VALÉRIE PECRESSE — J’ai dit que la métropole allait exclure, complexifier et taxer. Les faits me donnent raison ! En effet, entre la métropole et la région, rien n’est pertinent en matière de répartition des compétences. Prenons des exemples récents : la métropole du Grand Paris vient d’organiser une conférence sur l’air, alors même qu’à la région, nous avions annoncé notre plan sur l’air quelques jours auparavant ! En effet, c’est la région qui est chef de file, d’après la loi, sur la question de l’air, car les nuages de pollution ne s’arrêtent pas aux frontières de Paris ou de la Seine-Saint-Denis.Si l’on prend un autre exemple, celui des inondations, pour lesquelles j’ai décrété un plan d’urgence. Les crues sont venues de l’Essonne et de la Seine-et-Marne, beaucoup de bassins de rétention sont en grande couronne.
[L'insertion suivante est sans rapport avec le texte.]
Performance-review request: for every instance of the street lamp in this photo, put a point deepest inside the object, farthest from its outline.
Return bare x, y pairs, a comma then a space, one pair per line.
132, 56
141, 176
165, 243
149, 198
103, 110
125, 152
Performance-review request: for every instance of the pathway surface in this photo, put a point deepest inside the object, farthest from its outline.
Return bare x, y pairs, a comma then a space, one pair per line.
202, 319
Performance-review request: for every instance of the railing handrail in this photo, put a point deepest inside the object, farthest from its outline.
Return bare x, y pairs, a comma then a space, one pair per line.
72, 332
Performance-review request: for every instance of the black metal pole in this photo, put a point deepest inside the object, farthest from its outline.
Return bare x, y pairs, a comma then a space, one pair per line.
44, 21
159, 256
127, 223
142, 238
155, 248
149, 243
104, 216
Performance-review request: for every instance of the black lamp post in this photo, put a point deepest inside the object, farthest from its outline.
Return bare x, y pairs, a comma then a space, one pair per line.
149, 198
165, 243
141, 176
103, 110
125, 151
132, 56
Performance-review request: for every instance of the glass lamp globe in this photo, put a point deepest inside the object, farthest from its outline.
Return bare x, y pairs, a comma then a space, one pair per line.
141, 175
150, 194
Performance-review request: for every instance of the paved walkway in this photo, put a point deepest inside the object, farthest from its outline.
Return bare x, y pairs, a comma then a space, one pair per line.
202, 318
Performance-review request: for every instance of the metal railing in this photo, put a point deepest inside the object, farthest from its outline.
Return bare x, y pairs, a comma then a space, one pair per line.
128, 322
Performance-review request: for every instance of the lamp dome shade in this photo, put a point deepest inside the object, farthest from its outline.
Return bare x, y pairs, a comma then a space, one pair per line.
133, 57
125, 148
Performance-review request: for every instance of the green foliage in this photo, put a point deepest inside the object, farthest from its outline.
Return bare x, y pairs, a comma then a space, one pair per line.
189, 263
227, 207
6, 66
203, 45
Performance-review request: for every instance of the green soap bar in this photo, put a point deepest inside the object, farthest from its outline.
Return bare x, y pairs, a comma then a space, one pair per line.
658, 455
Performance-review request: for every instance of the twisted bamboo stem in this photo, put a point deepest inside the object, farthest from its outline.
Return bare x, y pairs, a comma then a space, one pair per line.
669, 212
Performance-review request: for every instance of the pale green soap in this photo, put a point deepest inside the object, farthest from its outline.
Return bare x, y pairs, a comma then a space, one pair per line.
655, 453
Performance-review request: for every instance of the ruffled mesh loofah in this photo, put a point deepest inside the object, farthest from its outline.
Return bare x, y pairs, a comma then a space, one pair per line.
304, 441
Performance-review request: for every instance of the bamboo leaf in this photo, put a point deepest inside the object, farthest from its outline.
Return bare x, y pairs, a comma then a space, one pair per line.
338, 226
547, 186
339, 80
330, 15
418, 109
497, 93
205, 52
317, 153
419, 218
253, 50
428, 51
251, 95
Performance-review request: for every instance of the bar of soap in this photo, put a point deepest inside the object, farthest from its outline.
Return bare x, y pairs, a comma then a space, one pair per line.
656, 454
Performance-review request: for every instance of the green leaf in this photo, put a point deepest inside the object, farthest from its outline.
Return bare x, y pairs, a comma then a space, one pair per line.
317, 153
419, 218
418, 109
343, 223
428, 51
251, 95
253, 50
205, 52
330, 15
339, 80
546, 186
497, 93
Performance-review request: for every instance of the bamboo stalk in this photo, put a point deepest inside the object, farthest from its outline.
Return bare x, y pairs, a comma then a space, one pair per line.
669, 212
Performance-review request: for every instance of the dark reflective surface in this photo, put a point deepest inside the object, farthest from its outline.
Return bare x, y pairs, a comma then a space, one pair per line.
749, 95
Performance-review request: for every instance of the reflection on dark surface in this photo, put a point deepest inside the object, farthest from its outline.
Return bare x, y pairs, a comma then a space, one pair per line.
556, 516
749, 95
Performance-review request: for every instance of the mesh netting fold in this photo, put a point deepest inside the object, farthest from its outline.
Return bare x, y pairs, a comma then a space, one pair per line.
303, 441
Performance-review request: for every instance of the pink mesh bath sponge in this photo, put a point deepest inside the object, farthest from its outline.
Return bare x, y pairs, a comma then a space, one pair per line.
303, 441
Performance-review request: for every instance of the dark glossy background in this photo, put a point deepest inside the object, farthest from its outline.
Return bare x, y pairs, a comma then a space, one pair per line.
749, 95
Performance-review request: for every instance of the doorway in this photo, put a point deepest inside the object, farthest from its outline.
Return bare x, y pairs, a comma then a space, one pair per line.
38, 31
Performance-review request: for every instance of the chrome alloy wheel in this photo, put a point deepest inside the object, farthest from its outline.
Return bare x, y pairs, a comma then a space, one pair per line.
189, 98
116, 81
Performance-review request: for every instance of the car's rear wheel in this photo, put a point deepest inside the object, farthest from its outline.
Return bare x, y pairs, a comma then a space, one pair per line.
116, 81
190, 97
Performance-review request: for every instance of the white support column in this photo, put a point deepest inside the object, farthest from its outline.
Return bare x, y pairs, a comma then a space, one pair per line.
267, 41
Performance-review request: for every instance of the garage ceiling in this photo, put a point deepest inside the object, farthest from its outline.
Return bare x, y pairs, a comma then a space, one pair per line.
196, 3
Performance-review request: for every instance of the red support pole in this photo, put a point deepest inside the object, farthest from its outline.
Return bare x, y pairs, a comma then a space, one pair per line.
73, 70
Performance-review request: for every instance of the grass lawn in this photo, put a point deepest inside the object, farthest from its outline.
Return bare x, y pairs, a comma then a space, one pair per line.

Mais qui est compétent, d’après la loi, pour gérer les inondations ? La métropole. C’est un non-sens. De même, nous discutons avec la maire de Paris, Anne Hidalgo, pour rapprocher le comité régional du tourisme et l’office du tourisme de Paris, pour plus de cohérence et d’efficacité. Et voilà que le législateur attribue la compétence du tourisme… à la métropole, alors que les grands sites touristiques hors Paris, Disneyland et le château de Versailles, ne sont pas dans le périmètre de la métropole. Cela bloque la simplification que nous voulons mettre en place. Heureusement, nous nous entendons très bien avec le président de la métropole du Grand Paris, Patrick Ollier. Mais imaginons, à plus long terme, que les futurs présidents de la région et de la métropole ne s’entendent plus et envoient des messages contradictoires… Ce serait désastreux pour l’attractivité de l’Île-de-France.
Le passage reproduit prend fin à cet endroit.